Manage your connections

Use this dialog to configure connections to and from your Things service instance.

These connections allow the messaging-based integration of other services or applications for the purpose of device integration (e.g. using Bosch IoT Hub) or interaction of business applications with the Things service.

In contrast to ad hoc connections - that you can establish from you applications using the HTTP or WebSocket APIs - these connections are permanent, and managed by the Things service to allow a long-lasting, message-based integration with external systems.

Click the Connections tab to get an overview of the connections configured for your service instance so far.

  • To create a new connection click Add.
  • To read or edit an existing connection click its name in the left list of connections.

Things UI to manage your connections

Find the basic concepts of a connection at Eclipse Ditto:
https://www.eclipse.org/ditto/basic-connections.html .

General

This section holds general parameters to manage your connection.

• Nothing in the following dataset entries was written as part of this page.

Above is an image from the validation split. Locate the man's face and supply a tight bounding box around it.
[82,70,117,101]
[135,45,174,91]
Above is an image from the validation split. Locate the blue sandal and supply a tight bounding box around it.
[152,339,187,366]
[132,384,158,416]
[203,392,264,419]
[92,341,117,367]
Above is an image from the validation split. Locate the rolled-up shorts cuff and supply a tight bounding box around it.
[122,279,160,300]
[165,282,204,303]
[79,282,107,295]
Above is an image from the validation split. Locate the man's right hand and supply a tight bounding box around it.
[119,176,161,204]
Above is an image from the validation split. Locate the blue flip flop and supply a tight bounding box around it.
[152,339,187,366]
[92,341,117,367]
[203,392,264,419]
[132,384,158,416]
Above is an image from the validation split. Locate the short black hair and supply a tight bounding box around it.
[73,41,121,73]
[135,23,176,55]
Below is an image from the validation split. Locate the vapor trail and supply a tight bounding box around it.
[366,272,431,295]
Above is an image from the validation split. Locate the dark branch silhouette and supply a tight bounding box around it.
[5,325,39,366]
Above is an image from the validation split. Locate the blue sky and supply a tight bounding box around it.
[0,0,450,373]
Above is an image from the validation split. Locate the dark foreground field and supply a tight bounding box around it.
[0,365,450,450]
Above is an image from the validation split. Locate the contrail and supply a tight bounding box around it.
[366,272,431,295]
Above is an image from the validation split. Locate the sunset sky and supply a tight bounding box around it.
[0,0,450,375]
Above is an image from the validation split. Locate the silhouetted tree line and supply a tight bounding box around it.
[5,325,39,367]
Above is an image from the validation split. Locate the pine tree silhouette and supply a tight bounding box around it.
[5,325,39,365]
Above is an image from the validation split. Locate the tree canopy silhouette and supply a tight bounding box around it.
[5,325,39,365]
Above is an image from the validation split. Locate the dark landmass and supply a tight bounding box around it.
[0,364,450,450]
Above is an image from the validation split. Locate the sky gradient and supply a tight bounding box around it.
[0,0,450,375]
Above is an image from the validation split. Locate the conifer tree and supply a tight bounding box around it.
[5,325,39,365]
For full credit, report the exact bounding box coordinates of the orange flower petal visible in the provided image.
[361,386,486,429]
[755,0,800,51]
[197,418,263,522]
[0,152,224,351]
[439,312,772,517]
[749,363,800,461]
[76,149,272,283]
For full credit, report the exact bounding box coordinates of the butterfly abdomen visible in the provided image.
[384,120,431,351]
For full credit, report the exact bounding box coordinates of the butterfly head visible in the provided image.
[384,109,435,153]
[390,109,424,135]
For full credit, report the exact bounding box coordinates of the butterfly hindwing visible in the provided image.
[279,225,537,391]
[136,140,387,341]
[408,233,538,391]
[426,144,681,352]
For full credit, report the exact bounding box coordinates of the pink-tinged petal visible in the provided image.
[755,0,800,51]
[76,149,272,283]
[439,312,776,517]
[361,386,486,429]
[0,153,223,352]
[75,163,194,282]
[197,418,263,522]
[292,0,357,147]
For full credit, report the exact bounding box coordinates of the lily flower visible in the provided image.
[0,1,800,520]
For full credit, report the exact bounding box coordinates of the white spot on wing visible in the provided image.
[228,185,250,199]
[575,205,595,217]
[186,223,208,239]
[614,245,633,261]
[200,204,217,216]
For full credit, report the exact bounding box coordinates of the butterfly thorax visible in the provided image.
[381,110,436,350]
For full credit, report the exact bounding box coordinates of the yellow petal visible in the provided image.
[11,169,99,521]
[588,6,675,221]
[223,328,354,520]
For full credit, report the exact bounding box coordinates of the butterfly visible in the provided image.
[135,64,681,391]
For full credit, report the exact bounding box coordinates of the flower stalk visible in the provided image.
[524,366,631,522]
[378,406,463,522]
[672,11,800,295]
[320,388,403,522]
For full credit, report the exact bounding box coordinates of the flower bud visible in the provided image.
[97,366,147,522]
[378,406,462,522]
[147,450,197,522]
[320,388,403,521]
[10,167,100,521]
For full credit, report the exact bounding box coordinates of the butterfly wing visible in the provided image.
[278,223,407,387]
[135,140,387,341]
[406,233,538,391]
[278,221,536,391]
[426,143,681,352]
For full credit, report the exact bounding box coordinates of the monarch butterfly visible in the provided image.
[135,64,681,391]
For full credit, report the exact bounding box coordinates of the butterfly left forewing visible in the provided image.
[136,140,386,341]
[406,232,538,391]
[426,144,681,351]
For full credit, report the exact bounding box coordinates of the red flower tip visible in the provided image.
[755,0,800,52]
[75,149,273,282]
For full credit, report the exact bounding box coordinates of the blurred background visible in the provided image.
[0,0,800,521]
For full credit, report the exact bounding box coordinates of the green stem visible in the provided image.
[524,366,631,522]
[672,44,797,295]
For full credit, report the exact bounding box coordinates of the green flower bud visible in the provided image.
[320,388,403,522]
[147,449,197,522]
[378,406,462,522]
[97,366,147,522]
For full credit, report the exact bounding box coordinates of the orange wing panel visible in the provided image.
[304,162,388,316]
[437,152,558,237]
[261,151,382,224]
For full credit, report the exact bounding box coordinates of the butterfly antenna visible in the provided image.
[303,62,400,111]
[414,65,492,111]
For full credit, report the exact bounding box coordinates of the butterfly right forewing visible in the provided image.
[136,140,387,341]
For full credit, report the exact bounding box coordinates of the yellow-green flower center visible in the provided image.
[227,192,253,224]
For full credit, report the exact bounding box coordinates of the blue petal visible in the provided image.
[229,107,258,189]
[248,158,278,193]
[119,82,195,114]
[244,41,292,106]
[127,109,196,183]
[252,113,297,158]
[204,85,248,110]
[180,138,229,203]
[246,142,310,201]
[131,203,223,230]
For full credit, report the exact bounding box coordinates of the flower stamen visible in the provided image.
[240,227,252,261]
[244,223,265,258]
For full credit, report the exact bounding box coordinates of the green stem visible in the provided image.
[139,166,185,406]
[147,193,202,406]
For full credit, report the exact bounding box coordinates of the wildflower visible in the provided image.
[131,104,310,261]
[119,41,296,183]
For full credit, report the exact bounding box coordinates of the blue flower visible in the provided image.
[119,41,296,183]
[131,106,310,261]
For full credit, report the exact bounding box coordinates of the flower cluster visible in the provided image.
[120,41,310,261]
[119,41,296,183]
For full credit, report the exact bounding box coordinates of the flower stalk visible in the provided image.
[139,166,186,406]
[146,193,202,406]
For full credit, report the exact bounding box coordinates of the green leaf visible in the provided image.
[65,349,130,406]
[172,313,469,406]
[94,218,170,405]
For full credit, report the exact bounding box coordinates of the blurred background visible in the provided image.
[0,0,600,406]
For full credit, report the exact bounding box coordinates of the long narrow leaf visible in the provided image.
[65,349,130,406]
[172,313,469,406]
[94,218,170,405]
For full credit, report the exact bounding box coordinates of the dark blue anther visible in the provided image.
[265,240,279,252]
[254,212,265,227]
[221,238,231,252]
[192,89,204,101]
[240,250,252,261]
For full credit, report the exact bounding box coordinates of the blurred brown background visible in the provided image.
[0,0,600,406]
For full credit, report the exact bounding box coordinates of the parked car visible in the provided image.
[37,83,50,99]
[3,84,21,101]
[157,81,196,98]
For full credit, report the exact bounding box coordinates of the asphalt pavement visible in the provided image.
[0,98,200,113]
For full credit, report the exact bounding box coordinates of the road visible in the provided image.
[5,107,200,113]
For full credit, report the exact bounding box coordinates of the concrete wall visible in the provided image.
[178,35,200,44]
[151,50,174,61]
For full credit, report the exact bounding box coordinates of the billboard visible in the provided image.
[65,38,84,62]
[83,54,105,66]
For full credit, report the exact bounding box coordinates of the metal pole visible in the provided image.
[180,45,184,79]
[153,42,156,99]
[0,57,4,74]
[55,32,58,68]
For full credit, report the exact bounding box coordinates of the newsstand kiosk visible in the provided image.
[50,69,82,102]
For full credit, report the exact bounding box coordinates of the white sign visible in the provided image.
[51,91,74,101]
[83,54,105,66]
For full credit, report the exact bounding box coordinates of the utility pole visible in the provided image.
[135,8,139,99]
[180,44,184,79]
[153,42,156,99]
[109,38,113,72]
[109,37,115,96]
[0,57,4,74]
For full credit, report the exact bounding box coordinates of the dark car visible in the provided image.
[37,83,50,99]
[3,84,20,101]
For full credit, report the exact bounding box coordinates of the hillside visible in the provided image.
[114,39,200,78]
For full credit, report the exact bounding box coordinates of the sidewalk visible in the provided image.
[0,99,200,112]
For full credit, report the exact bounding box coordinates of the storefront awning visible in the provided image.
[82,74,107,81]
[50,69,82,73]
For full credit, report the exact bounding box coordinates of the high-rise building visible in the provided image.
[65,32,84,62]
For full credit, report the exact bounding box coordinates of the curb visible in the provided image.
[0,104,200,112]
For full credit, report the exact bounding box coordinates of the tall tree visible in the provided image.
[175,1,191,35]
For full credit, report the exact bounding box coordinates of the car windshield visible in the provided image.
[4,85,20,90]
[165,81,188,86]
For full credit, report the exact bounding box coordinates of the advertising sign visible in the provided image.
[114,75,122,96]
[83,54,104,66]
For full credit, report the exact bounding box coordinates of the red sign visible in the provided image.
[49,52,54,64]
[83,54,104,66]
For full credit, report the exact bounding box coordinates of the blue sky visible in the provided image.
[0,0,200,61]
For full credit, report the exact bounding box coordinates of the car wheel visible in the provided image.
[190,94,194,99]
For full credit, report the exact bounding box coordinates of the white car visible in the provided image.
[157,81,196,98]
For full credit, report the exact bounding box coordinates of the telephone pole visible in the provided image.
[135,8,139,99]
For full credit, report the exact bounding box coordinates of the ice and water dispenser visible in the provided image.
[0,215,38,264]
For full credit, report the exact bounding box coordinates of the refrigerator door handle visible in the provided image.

  • Connection ID: Each connection is stored with a technical unique identifier.
    You can use it for API level access on the connection configuration (see HTTP API description).
  • Connection name: This is the name, which will be displayed at the left side in the list of connections.
    The list orders the connections alphabetically.
  • Connection type: The type defines which underlying transport protocol is used.
    At the time we support:
    • Bosch IoT Hub - the Hub service uses AMQP 1.0, however some settings can be set by our service automatically.
    • AMQP 0.9.1 - e.g. for a RabbitMQ message broker
    • AMQP 1.0 - e.g. a generic AMQP 1.0 message broker like Apache ActiveMQ Artemis
    • Kafka 2.x - e.g. to publish messages to an Apache Kafka cluster infrastucture
      Please note the we support Kafka topics only one-way as targets, i.e. you will not be able to configure Kafka as a source.
    • MQTT 3.1.1 - for an MQTT server or service
    • AWS IoT - for an MQTT endpoint Amazon’s web services
      Note: WebSocket connections are not displayed here because such connections are opened and closed ad hoc, and do not need explicit configuration.
  • Enable payload mapping: Via this parameter, you can enable or disable the payload mapping behavior.
    Tip: Check the checkbox, if your device or business solutions are not compatible with the Eclipse Ditto protocol.
    The UI will then provide a Payload mapping section.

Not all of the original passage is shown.